6.2 Base Model Gaps (Skill Fills)¶

Gap	Evidence	Risk level
No consistent report template	3/3 scenarios used different structures	Medium — hard to compare across reports
Missing Areas of Consensus/Debate	3/3 scenarios no dedicated sections	Medium — readers can’t separate confirmed vs. unsettled
Missing Key Findings quick overview	3/3 scenarios no dedicated section	Low — readers can extract themselves
Missing Gaps and Further Research	3/3 scenarios none or brief mention	Medium — no forward-looking dimension
Inconsistent citation format	3/3 scenarios different formats	Low — functionality unaffected
No source credibility labels	3/3 scenarios no per-source assessment	Medium — readers can’t quickly assess evidence weight

Core finding: The base model’s "research ability" (search, synthesis, analysis) is strong, but its "research report discipline" (structure consistency, citation norms, credibility assessment) has clear gaps.
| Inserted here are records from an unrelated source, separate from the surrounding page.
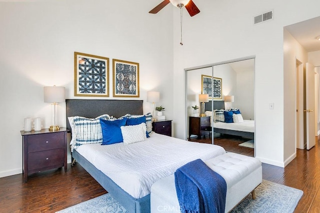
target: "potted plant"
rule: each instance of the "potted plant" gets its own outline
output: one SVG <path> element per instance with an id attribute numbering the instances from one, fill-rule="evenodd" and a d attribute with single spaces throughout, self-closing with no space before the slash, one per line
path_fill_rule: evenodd
<path id="1" fill-rule="evenodd" d="M 196 114 L 199 113 L 199 107 L 196 105 L 195 106 L 191 106 L 194 109 L 192 110 L 192 113 L 194 114 Z"/>
<path id="2" fill-rule="evenodd" d="M 158 116 L 162 116 L 162 111 L 164 111 L 164 109 L 165 109 L 164 107 L 162 107 L 162 106 L 160 106 L 160 107 L 156 107 L 156 110 L 158 111 L 158 112 L 157 113 L 156 115 Z"/>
The skill fills the latter.

7. Overall Score¶

7.1 Dimension Scores¶

Dimension	With Skill	Without Skill	Delta
Report structure compliance	5.0/5	1.0/5	+4.0
Citation format and credibility	5.0/5	1.5/5	+3.5
Consensus/debate distinction	5.0/5	1.0/5	+4.0
Forward-looking (Gaps section)	5.0/5	1.5/5	+3.5
Content depth and breadth	5.0/5	4.5/5	+0.5
Source count and quality	5.0/5	4.5/5	+0.5
Mean	5.0/5	2.33/5	+2.67

7.2 Weighted Total¶

Dimension	Weight	Score	Weighted
Assertion pass rate (delta)	25%	10/10	2.50
Report structure compliance	20%	10/10	2.00
Citation format and credibility	15%	10/10	1.50
Consensus/debate + forward-looking	10%	10/10	1.00
Token cost-effectiveness	15%	10/10	1.50
Content quality increment	10%	2.0/10	0.20
Source count/quality increment	5%	2.0/10	0.10
Weighted total			8.80/10

Lower scores on content quality and source increment reflect an important fact: the base model’s research ability is already strong. The skill’s value is in structured report writing, not information gathering or analysis depth. This is not a skill defect but an accurate reflection of its design.

8. Evaluation Materials¶

Material	Path
Eval 1 with-skill output	`/tmp/research-eval/eval-1/with_skill/response.md`
Eval 1 without-skill output	`/tmp/research-eval/eval-1/without_skill/response.md`
Eval 2 with-skill output	`/tmp/research-eval/eval-2/with_skill/response.md`
Eval 2 without-skill output	`/tmp/research-eval/eval-2/without_skill/response.md`
Eval 3 with-skill output	`/tmp/research-eval/eval-3/with_skill/response.md`
Eval 3 without-skill output	`/tmp/research-eval/eval-3/without_skill/response.md`